TWM: If your music could be the soundtrack for any film/TV show (past or present), which film or TV show would it be?
A: Probably anything Spike Jonze has written, produced, directed or been remotely involved in ever. Past present or future inclusive.
TWM: What’s up with the vinyl and music video you hint about on your Tumblr? And when can we expect an EP or album from you?
A: I’m always hinting at crap and then getting totally derailed by other projects. But! There is indeed a limited edition 7″ EP called BURN currently en route to my doorstep! It’s true! It features two singles, two little sonic hints of a new and very exciting collaboration with an incredible producer and friend, Ajay Bhattacharyya (STINT).
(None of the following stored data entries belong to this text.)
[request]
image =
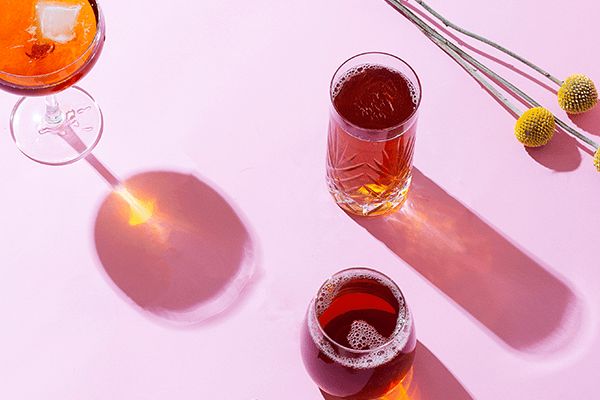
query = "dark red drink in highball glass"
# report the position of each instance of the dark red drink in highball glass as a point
(358, 341)
(372, 127)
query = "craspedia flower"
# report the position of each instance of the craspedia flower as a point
(535, 127)
(577, 94)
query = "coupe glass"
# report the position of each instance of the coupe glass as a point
(47, 47)
(358, 340)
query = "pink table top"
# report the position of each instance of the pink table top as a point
(219, 110)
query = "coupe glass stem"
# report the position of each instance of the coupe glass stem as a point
(53, 113)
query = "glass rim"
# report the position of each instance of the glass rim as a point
(99, 35)
(397, 329)
(381, 130)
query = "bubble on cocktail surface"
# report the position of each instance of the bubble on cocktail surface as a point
(363, 336)
(57, 20)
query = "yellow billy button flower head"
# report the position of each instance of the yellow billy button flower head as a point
(535, 127)
(577, 94)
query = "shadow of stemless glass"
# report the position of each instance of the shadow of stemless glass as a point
(429, 379)
(180, 251)
(513, 296)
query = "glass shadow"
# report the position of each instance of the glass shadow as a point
(507, 291)
(429, 379)
(174, 247)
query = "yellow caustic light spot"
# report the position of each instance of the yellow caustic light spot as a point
(535, 127)
(139, 211)
(372, 189)
(577, 94)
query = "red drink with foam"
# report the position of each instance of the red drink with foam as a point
(358, 341)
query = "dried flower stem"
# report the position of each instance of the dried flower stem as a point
(450, 48)
(489, 42)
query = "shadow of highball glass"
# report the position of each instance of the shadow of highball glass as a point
(511, 294)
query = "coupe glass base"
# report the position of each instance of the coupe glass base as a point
(74, 135)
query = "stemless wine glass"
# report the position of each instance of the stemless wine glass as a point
(358, 340)
(46, 46)
(372, 130)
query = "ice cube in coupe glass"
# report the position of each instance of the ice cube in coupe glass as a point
(57, 20)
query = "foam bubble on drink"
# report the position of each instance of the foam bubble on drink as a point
(57, 21)
(376, 349)
(363, 336)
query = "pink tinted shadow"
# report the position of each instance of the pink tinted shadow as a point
(189, 262)
(430, 380)
(522, 304)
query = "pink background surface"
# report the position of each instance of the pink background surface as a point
(496, 252)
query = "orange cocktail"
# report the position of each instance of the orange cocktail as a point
(45, 46)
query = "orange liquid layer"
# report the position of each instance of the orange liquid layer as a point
(25, 52)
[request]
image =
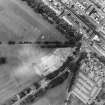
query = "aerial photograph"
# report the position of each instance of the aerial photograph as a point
(52, 52)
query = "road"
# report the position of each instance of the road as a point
(16, 24)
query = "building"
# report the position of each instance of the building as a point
(85, 89)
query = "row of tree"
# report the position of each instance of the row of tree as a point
(60, 24)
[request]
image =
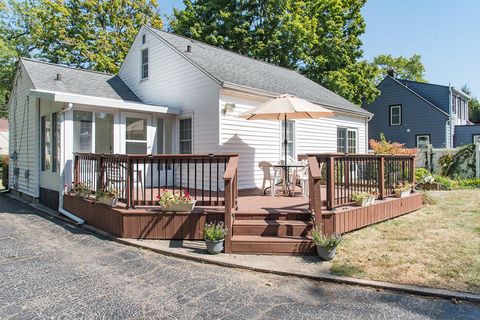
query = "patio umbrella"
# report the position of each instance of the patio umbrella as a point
(286, 107)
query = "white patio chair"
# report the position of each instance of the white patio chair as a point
(270, 174)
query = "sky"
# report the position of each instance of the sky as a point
(445, 33)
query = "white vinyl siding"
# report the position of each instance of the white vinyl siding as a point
(260, 140)
(174, 81)
(24, 126)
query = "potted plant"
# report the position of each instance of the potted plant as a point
(326, 245)
(363, 199)
(402, 190)
(81, 190)
(178, 201)
(107, 196)
(214, 235)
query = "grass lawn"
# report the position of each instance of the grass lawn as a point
(437, 246)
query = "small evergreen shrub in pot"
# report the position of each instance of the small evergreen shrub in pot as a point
(402, 190)
(326, 245)
(107, 197)
(214, 235)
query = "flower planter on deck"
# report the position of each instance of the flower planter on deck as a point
(181, 207)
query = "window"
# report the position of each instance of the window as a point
(396, 115)
(145, 63)
(422, 140)
(186, 136)
(347, 140)
(103, 132)
(55, 142)
(82, 131)
(290, 139)
(46, 143)
(136, 135)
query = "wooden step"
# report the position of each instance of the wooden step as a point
(271, 227)
(284, 215)
(273, 245)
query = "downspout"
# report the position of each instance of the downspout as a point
(63, 187)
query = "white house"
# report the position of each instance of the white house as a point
(4, 136)
(172, 95)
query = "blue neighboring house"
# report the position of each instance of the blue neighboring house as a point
(417, 113)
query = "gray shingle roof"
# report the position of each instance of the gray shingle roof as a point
(230, 67)
(77, 81)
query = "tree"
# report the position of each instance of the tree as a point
(473, 106)
(406, 68)
(319, 38)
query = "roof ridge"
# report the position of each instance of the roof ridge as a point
(226, 50)
(67, 67)
(419, 95)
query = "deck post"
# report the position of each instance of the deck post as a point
(381, 177)
(128, 188)
(315, 190)
(330, 182)
(76, 175)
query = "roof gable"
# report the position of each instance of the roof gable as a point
(410, 91)
(77, 81)
(228, 67)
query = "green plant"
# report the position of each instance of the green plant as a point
(360, 196)
(109, 192)
(81, 187)
(326, 241)
(168, 198)
(383, 146)
(214, 231)
(420, 173)
(4, 160)
(401, 187)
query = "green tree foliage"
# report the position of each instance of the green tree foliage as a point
(406, 68)
(319, 38)
(93, 34)
(473, 106)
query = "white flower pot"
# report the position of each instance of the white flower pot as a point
(111, 202)
(180, 207)
(402, 194)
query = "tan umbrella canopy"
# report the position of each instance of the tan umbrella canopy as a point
(286, 107)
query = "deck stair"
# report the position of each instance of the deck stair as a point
(286, 232)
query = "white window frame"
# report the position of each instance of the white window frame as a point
(142, 64)
(185, 117)
(349, 129)
(399, 108)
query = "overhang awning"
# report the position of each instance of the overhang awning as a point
(103, 102)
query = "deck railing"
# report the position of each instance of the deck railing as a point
(344, 175)
(139, 179)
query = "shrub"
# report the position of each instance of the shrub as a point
(4, 159)
(421, 173)
(383, 146)
(326, 241)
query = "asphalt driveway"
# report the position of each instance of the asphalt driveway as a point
(49, 269)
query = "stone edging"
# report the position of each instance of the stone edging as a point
(411, 289)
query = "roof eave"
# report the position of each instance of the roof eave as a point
(269, 94)
(103, 102)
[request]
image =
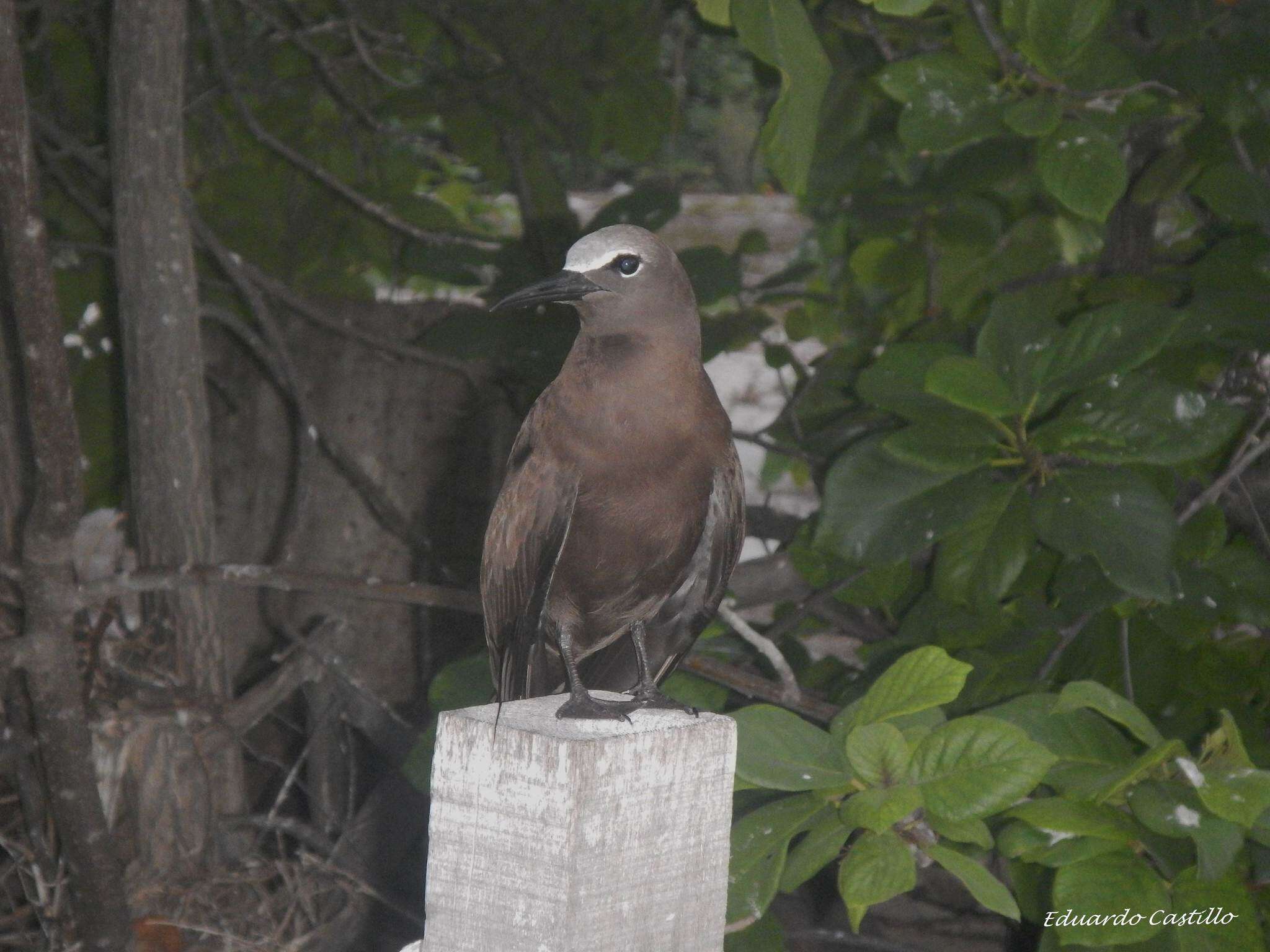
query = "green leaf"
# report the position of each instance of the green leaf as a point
(986, 888)
(878, 509)
(879, 866)
(1076, 818)
(949, 102)
(1108, 885)
(966, 382)
(897, 380)
(1052, 362)
(780, 35)
(1202, 536)
(648, 207)
(1106, 702)
(1242, 933)
(763, 936)
(1112, 785)
(780, 751)
(953, 446)
(980, 560)
(817, 850)
(1082, 168)
(1238, 795)
(1077, 738)
(902, 8)
(1036, 116)
(973, 767)
(879, 808)
(716, 12)
(962, 831)
(760, 840)
(923, 678)
(461, 683)
(1117, 517)
(1140, 420)
(878, 754)
(1059, 31)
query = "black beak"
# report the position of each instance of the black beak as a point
(566, 286)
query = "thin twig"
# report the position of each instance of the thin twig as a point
(1066, 637)
(386, 511)
(1011, 61)
(755, 685)
(791, 691)
(1126, 671)
(315, 172)
(1253, 448)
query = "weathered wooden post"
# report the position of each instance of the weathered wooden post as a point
(561, 835)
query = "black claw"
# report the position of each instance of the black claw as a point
(585, 707)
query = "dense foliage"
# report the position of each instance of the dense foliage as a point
(1041, 275)
(1042, 249)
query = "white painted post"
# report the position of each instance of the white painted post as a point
(563, 835)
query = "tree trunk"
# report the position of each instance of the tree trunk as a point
(48, 653)
(169, 436)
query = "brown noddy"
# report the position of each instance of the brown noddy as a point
(623, 511)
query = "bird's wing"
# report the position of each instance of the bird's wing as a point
(685, 614)
(523, 541)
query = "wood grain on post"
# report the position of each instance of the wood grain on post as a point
(556, 835)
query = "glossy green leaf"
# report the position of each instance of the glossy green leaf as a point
(879, 808)
(1117, 517)
(970, 385)
(948, 100)
(879, 866)
(817, 850)
(980, 562)
(1240, 933)
(951, 446)
(1036, 116)
(878, 754)
(1075, 818)
(1140, 419)
(780, 35)
(922, 678)
(986, 888)
(780, 751)
(1059, 31)
(1082, 168)
(1108, 885)
(962, 831)
(1106, 702)
(760, 840)
(973, 767)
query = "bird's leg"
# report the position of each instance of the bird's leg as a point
(580, 702)
(647, 692)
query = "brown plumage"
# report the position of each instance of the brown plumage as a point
(623, 511)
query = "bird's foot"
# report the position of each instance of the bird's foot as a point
(648, 696)
(585, 707)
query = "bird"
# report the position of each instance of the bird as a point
(621, 514)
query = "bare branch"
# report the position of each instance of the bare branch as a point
(386, 509)
(790, 691)
(1011, 61)
(1251, 450)
(269, 576)
(315, 172)
(757, 687)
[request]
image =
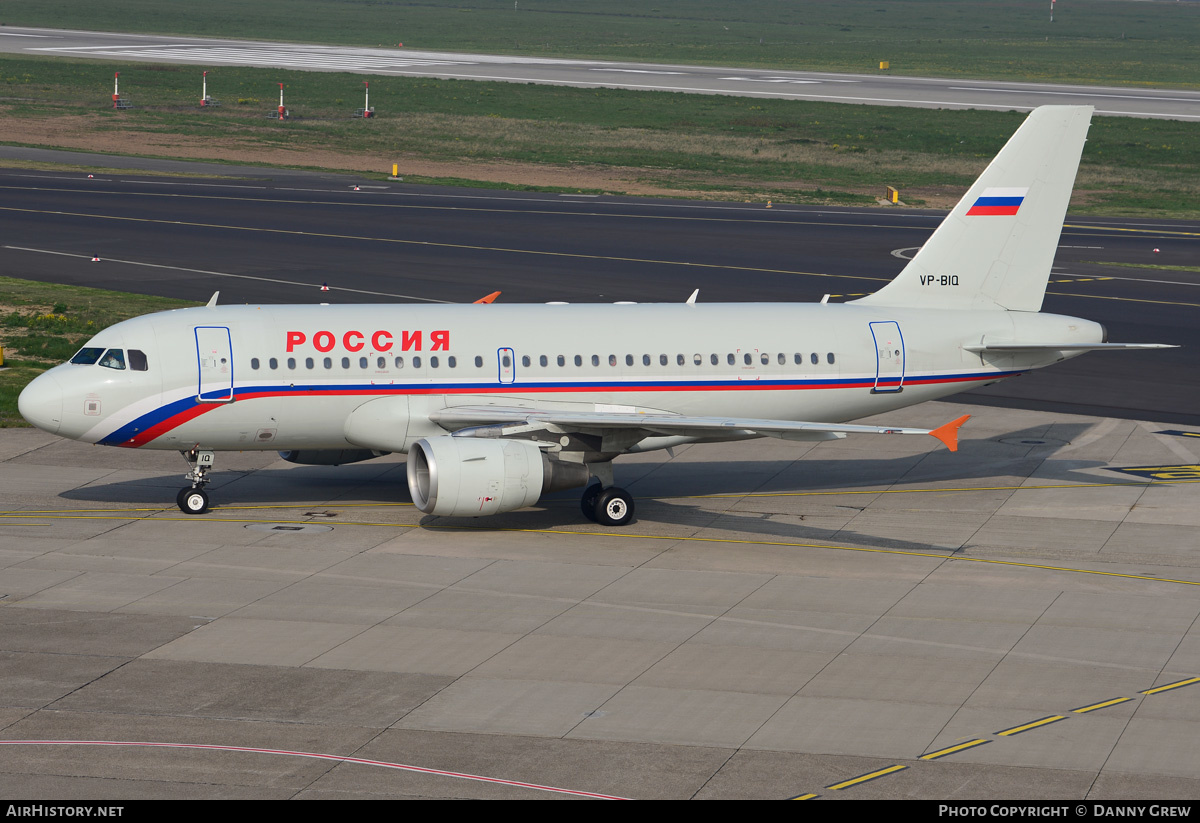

And the music video, funded by Public Records (thank you!), features one of the tracks from the EP called “Shadowless,” which goes public June 20th.
As for an album … Well, I was just reading about Bertrand Russell’s 1927 The Analysis of Matter, and in it he notes that, when it comes to the intrinsic nature of entities, we’re really just presented with great relational webs: “all structure, no stuff.” And I guess that’s as much as I can say about the album. The relational web for the album is alive and well, boasting all structure, no stuff. Not just yet, anyway. I suspect I’ll have something very different and far more tangible to say come October.
TWM: For those who can’t catch your NXNE show, where else will you be touring this summer?
A: At this point, I don’t think summer 2014 is going to be a big tour buster for me. I’ll be playing Squamish Music Festival in August in BC, and am looking to do a West Coast lead-up tour. But having just come off a 2 month tour with friend and colleague Aidan Knight, I’m aching for stillness to write, record and water my very unhappy window plants.